HHS will then review information submitted from the manufacturer and determine a Maximum Fair Price. Manufacturers can accept or propose a counteroffer. HHS then publishes the final Maximum Fair Price, which is binding.

How much will states save on their drug spending if they use this approach?

It is not currently possible to determine the savings that individual states would realize if they referenced the Medicare negotiated rates because neither the drugs nor the prices have yet been determined. However, the savings estimated by Medicare are significant (estimated at $98.5 billion over ten years) and would undoubtedly translate into large savings at the state level.  Depending on how long a drug has been on the market, the IRA ceiling price will be capped at 40% to 70% of average manufacturer price.

Is rate setting already in use?

Yes — determining maximum payment levels or payment rates for health care and other public goods is a state practice that has existed for decades. States regulate insurers and other public goods and services in markets with little or no market competition and set payment rates for health services through their public purchasing. This model act extends that precedent to prescription drugs by using Medicare’s negotiated rate as reference points to set fair payment rates.

What about self-funded plans?

This model act creates an opt-in option for ERISA plans. Those plans may elect to participate in order to benefit from savings captured by paying lower rates.

How are savings passed on to consumers?

The model act directs participating plans to utilize savings to reduce costs for their members. Participating plans must submit a report to the Superintendent of Insurance indicating how much they saved by participating and how they passed those savings on to consumers.
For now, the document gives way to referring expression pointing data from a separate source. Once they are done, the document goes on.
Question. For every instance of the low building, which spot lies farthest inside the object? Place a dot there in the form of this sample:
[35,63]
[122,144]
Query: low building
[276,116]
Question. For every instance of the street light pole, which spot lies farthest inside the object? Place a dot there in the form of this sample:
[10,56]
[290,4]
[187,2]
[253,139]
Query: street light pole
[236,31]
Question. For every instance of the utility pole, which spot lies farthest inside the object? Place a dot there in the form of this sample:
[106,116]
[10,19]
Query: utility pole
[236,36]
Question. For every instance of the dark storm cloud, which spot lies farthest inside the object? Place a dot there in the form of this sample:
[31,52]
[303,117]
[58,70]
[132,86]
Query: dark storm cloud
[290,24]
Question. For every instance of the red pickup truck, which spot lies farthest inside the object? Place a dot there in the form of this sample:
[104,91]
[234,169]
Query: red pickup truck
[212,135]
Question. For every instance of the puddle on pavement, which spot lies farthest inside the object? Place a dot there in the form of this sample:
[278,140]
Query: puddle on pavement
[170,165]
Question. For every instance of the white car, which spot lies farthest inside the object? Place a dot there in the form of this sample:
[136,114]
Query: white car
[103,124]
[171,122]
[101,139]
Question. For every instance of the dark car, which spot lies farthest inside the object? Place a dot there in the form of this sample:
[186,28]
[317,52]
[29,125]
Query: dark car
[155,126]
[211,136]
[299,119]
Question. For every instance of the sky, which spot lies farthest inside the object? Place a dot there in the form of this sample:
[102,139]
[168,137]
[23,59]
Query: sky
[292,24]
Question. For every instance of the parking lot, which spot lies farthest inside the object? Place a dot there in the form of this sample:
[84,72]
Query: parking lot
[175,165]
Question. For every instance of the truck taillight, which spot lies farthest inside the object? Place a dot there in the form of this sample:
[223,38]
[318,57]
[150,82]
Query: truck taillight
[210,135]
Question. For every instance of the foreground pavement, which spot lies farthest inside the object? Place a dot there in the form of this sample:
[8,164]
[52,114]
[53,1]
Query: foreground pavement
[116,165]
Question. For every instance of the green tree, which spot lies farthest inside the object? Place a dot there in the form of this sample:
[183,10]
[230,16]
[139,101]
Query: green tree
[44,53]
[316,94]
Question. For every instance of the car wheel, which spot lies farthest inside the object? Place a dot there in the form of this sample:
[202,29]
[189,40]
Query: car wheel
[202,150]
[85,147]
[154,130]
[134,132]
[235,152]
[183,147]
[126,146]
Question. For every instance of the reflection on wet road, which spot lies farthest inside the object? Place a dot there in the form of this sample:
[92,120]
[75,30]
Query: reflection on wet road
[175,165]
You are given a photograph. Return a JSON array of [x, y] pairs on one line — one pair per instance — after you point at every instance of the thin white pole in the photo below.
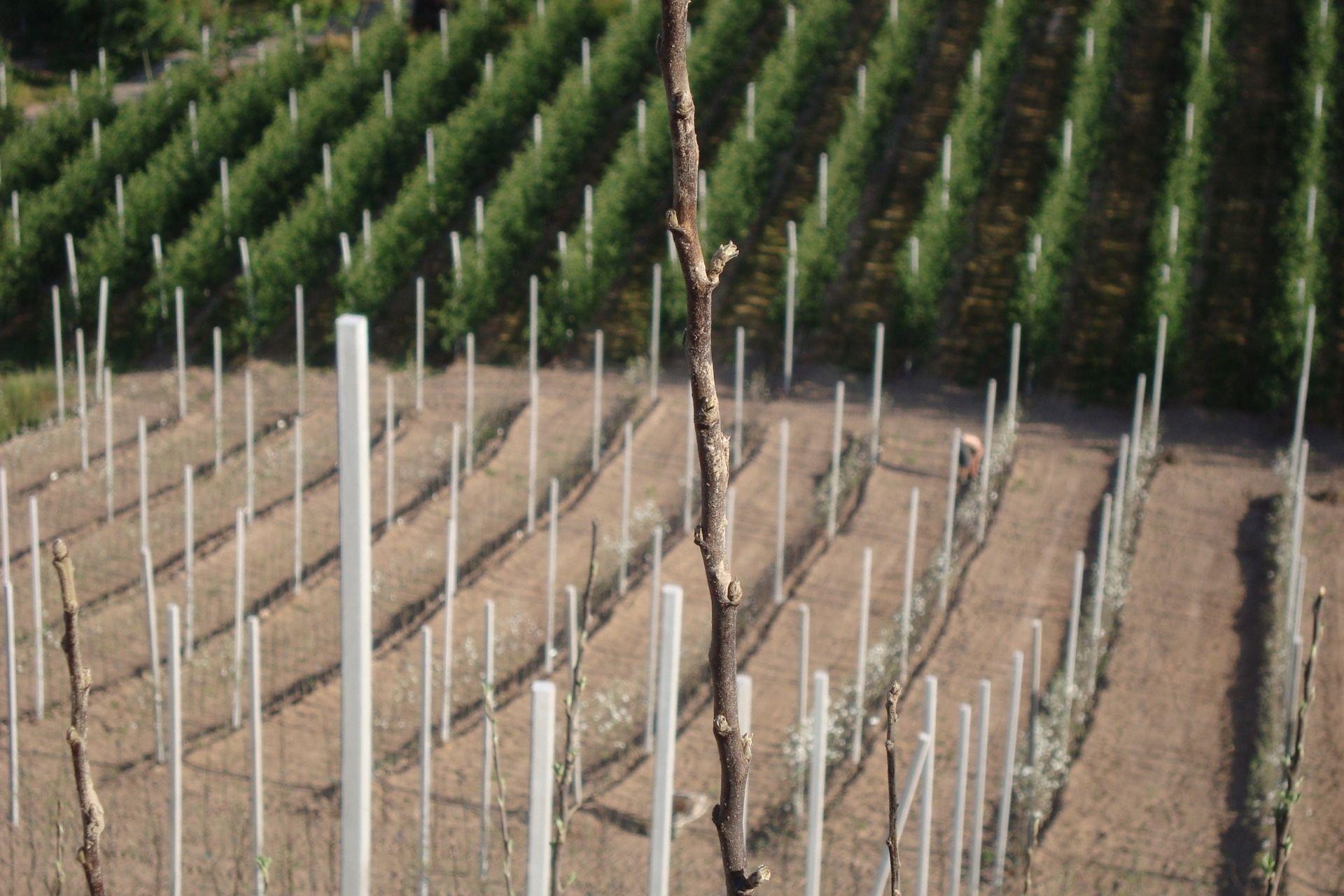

Self-insured plans that elect to opt-in to the program must also accept these terms as conditions for their voluntary participation.

The state is directed to promulgate rules to guide purchasers how to measure and report savings. In determining how to utilize savings, purchasers are required to consider measures that will promote health equity by addressing disparities across communities.

What about Medicaid?

Because Medicaid is a federal/state partnership subject to unique and complex policies, the model act excludes Medicaid programs. Medicaid programs are already able to access deeply discounted prices for prescription drugs under the Medicaid Drug Rebate Program.

Will pharmacies be penalized if list prices for drugs are higher than payment rates?

The model act protects pharmacies from getting squeezed between payers and manufacturers by prohibiting pharmacies from purchasing drugs at a rate higher than the referenced rate. In addition, pharmacies remain free to charge reasonable dispensing fees.

What about rebates?

Setting a reference rate does not limit rebates or other price concessions negotiated between payers and drug manufacturers. Rebates and other price concessions would certainly continue for drugs that are not subject to reference rates. For high-priced drugs affected by this model act, the rebate mechanism should no longer be necessary — however it is not prohibited.

How is this model act enforced?

Purchasers are subject to a fine of $1,000 for each individual transactions in which payment for a referenced drug exceeds the referenced rate.

What happens if a manufacturer refuses to sell a drug that is subject to a reference rate in the state?

Any manufacturer that withdraws a drug from sale in a state in response to this model act must notify the state 180 days before doing so. The Superintendent of Insurance may assess a penalty on a manufacturer for withdrawing the drug from the state and use the funds — and the advance warning — to ensure continued access to the drug for the state’s consumers. (The IRA also contains strong enforcement mechanisms, including penalties for failure to sell selected drugs at the Maximum Fair Price and an excise tax of 65% for failure to participate in the negotiation process.)